There are a number of decisions about how the Docs team will deal with F12 that we should be thinking about.
I have much to add to all of these topics, please feel free to expand on any of these, and add additional decisions we should make.
What will release notes look like
There has been some discussion that the release notes are too long. On the one hand, more detailed release notes discourage people from reading them and are more work for translators. On the other, every change is important to somebody.
What will we use for language-loc codes
Fedora, ISO, and Publican all have different ideas about language-location codes. What will we do?
How should release notes be displayed
Currently, release notes and about fedora are displayed using yelp. The remaining documents are left for the user to discover in /usr/share/doc/HTML. What is the right answer?
Should we convert minor docs to Publican
README, README-burning-isos, README-live-images, homepage and About-Fedora are still produced using fedora-doc-utils. Should they be converted to Publican?
What is the future of homepage
It isn't entirely clear that this is even needed. Apparently, once upon a time in the distant past, an offline user was directed to homepage rather than seeing a network failure error. This is apparently no longer the case (although there doesn't seem to be total agreement on whether it is or is not). There appears to be no other way to end up at this page other than navigating /var/doc/HTML/...
This page may simply be excess baggage, but some may view the Firefox behavior of failing to end up at this page when the user is offline as a bug.
What does release-notes.srpm look like
Publican produces the rpm very differently than the way we used to. For F11, we more or less followed the model of F10 with the single change that the release notes (only one of 6 docs in release-notes.rpm) were built in the srpm. Previously, already built docs were provided.

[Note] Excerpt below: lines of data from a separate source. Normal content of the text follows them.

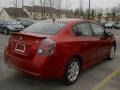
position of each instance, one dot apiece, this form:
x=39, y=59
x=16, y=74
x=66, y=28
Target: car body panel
x=90, y=50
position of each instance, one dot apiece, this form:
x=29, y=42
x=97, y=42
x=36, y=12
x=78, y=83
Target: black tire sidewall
x=66, y=79
x=6, y=31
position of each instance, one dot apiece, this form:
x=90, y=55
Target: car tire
x=112, y=52
x=72, y=71
x=6, y=31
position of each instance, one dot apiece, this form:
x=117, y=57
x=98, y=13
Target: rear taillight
x=47, y=47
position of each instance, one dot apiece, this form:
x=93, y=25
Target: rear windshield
x=45, y=27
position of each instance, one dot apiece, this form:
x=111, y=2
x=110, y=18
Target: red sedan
x=60, y=48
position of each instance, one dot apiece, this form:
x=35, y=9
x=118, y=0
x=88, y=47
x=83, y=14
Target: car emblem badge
x=21, y=38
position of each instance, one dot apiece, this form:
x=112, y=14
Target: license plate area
x=20, y=48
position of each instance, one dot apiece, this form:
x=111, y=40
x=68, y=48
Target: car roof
x=67, y=20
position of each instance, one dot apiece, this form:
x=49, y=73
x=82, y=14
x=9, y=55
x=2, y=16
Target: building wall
x=4, y=15
x=38, y=15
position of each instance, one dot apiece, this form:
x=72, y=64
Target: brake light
x=47, y=47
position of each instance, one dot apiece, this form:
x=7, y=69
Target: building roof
x=15, y=12
x=39, y=9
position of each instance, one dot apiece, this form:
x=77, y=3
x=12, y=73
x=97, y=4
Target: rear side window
x=83, y=29
x=98, y=30
x=45, y=27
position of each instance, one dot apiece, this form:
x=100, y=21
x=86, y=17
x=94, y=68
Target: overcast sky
x=72, y=3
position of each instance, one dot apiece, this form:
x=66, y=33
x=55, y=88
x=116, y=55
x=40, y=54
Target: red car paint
x=90, y=50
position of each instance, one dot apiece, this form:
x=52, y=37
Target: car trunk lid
x=25, y=44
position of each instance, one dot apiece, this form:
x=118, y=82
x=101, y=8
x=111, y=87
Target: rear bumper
x=39, y=66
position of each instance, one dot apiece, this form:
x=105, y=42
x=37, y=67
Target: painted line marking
x=106, y=80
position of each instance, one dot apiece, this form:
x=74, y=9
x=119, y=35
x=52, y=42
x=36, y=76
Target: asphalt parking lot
x=103, y=76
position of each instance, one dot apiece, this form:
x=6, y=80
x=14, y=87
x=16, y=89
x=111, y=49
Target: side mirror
x=109, y=34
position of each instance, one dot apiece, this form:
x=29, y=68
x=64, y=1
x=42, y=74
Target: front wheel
x=72, y=71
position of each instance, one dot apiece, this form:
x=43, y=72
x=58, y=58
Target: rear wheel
x=6, y=32
x=72, y=71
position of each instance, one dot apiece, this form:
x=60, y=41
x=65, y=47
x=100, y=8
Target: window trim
x=75, y=25
x=93, y=30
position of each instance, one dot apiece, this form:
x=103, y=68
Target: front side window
x=83, y=29
x=98, y=30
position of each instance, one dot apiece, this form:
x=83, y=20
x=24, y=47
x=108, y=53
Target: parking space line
x=106, y=80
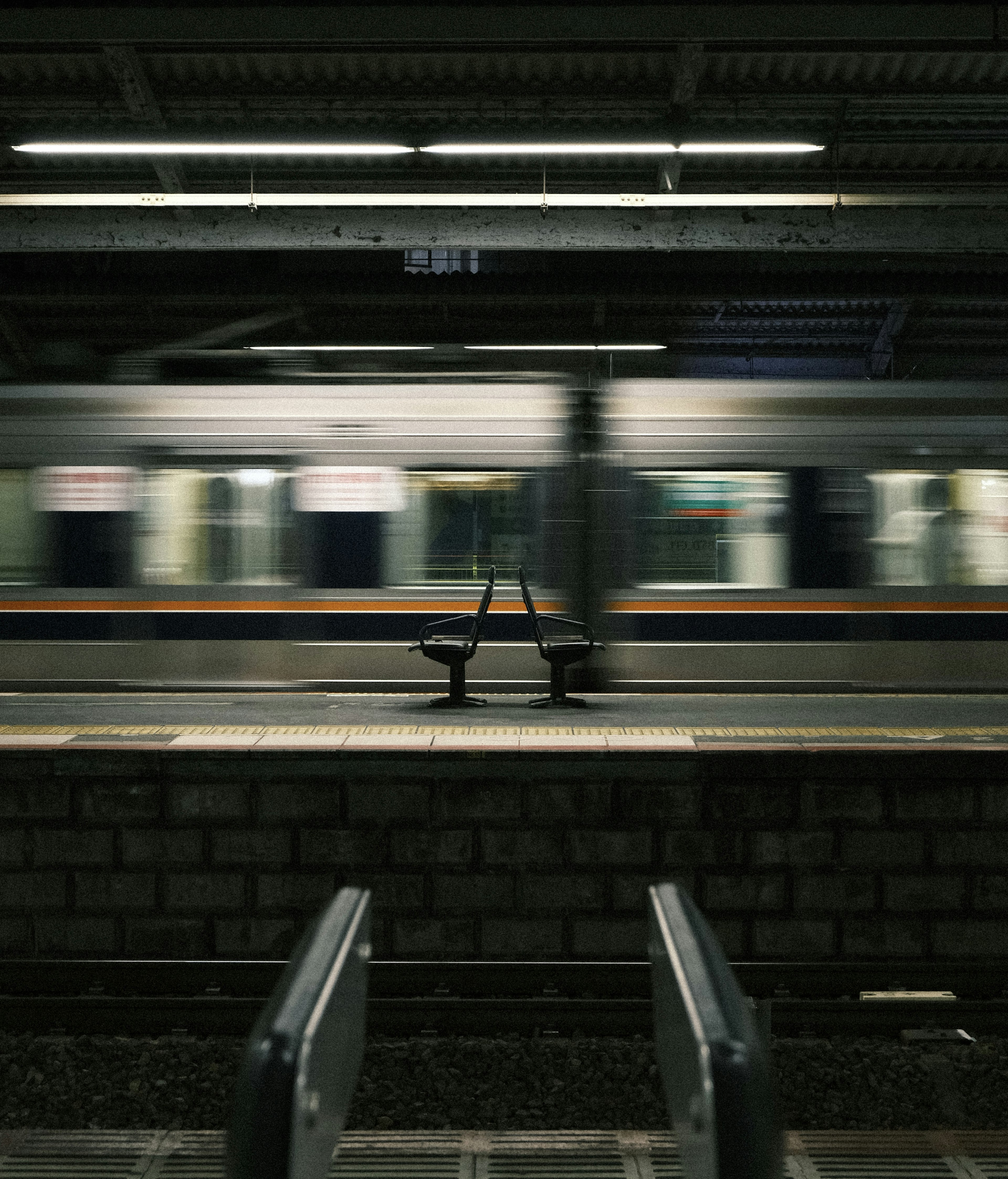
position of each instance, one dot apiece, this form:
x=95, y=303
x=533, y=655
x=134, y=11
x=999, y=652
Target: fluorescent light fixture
x=565, y=348
x=746, y=149
x=156, y=148
x=222, y=149
x=339, y=348
x=611, y=149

Currently, the release notes and the supporting readmes are supplied in the RPM in all the languages (currently around 40). These are installed on every system. The Publican model is to have one document in one language per RPM. It had been suggested that we could subpackage the languages, allowing only the installation of the relevant language. While this could save considerable space, especially as the number of languages increases, it is not at all clear that current release engineering practices and tools could support this in actual practice.